Pour relever ces défis, le rapport sur le NMD prône l’adoption d’une politique de valorisation du secteur agricole s’articulant autour d’une « stratégie intégrante ».
Qu’est-ce que vous entendez par stratégie intégrante ?
La stratégie suggérée est qualifiée d’intégrante pour une principale raison.
Cette raison réside dans ce que cette stratégie doit être abordée selon une approche de gouvernance fondée sur la coordination stratégique et opérationnelle.
Cette coordination doit concerner les départements étatiques et les composantes de la filière agricole.
Les départements agricoles étatiques englobent ceux chargés de l’agriculture, l’industrie, l’eau, la recherche scientifique, la formation professionnelle, ainsi que les territoires.
Quant aux composantes de la filière agricole, il s’agit de toute la chaîne de valeur des filières agricoles de l’amont à l’aval.

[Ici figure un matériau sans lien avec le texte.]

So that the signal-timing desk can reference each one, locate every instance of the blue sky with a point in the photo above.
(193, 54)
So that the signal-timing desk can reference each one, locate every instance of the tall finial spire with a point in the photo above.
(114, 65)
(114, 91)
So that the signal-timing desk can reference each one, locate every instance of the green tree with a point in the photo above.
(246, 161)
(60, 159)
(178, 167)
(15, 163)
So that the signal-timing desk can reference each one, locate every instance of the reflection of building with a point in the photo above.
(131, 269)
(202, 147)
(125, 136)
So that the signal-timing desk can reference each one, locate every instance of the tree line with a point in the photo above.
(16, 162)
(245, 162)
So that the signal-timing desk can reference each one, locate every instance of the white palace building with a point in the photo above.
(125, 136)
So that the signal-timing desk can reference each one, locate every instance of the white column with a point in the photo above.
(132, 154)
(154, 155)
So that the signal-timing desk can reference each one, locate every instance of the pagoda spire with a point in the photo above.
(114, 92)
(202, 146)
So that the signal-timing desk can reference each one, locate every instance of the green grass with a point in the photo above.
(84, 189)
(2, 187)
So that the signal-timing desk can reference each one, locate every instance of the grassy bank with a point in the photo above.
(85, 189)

Concrètement cela doit déboucher sur la conception de modèles coopératifs et d’agrégation visant le renforcement de la complémentarité et de l’intégration entre opérateurs des secteurs agricoles, agroindustriels et ceux relevant des circuits de commercialisation (conditionnement, marchés, plateformes, stockage frigorifique, etc.).

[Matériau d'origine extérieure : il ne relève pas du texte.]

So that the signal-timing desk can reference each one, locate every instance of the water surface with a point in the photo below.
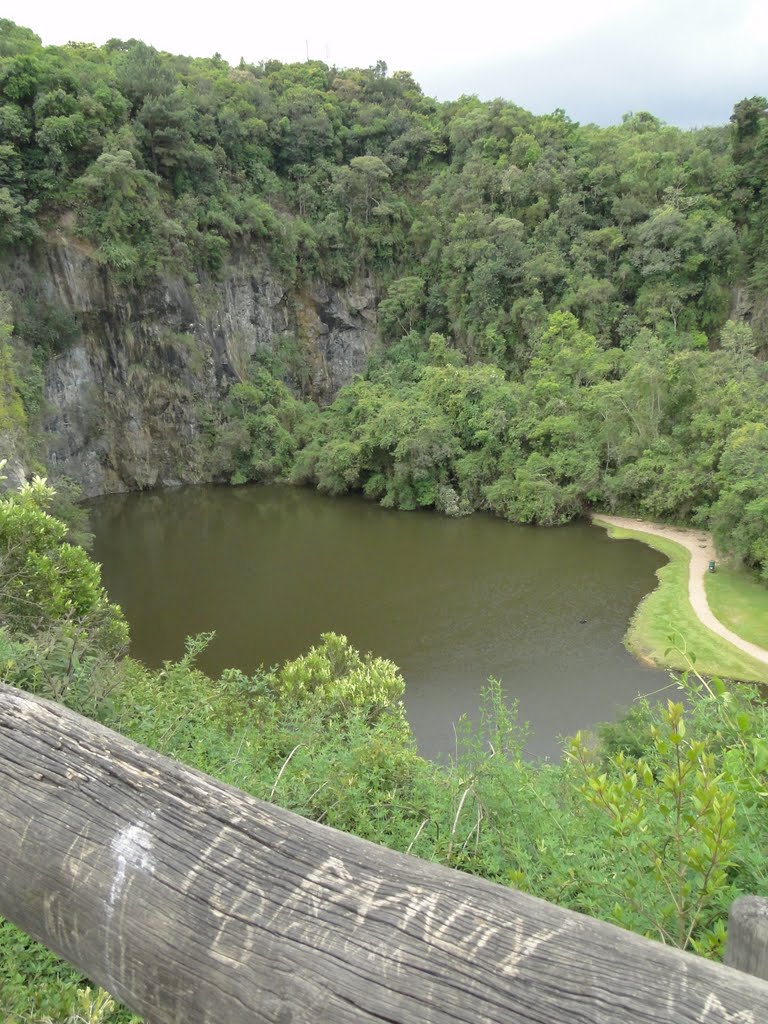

Mis à part ces aspects de forme, quelles sont les propositions concrètes émises par le rapport de la CSMD pour le développement du secteur agricole ?

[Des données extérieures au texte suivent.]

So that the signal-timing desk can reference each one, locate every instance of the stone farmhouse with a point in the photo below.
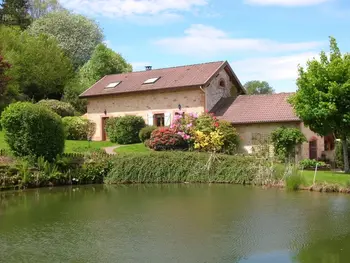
(158, 94)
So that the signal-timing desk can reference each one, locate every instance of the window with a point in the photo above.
(151, 81)
(159, 120)
(112, 85)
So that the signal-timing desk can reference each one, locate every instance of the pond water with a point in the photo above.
(173, 223)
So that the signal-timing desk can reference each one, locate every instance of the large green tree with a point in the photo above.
(258, 87)
(15, 13)
(40, 68)
(39, 8)
(322, 100)
(104, 61)
(75, 34)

Le rapport de la CSMD suggère bon nombre de recommandations pour la valorisation du secteur agricole.
Ces recommandations visent, en définitive, à agir sur les trois principaux déterminants de la production agricole à savoir le capital, le travail et le processus de production.
Quelles sont les propositions pour le développement du capital ?
Le rapport sur le NMD a émis trois principales recommandations à ce titre.
La première consiste dans l’intensification des efforts visant le renforcement des capacités des petites exploitations, notamment à travers le regroupement et l’agrégation.
La seconde consiste dans la promotion d’outils de financement accessibles et adaptés destinés aux écosystèmes agricoles.
La troisième consiste dans la mobilisation des technologies les plus avancées en matière d’économie d’eau.
Quid des propositions visant la valorisation du capital humain?
Le rapport sur le NMD prône les deux principales recommandations suivantes :
– La première consiste dans le renforcement des compétences humaines des agriculteurs.
Cet objectif doit être réalisé à travers l’encouragement et la territorialisation de la formation supérieure et professionnelle dans les métiers connexes à l’agriculture et l’agro-industrie.
-La seconde consiste dans l’amélioration des conditions de vie des agriculteurs.
Cet objectif doit être réalisé à travers la facilitation de l’accès à la protection sociale généralisée et l’amélioration des infrastructures rurales.
Et quelles sont les propositions pour l’optimisation des processus de production ?
Pour l’optimisation des processus de production agricole, le rapport sur le NMD prône les trois principales recommandations suivantes :
La première consiste dans l’élargissement de l’accès aux procédés de production innovants qui permettent d’améliorer les rendements, à travers une agriculture de précision.
La seconde consiste dans le renforcement de la recherche et l’innovation dans le domaine agricole et agro-industriel.
La troisième consiste dans la facilitation de l’accès aux intrants agricoles adaptés (semences climato résilientes, fertilisation intelligente et raisonnée, préservation des variétés locales adaptées, etc.).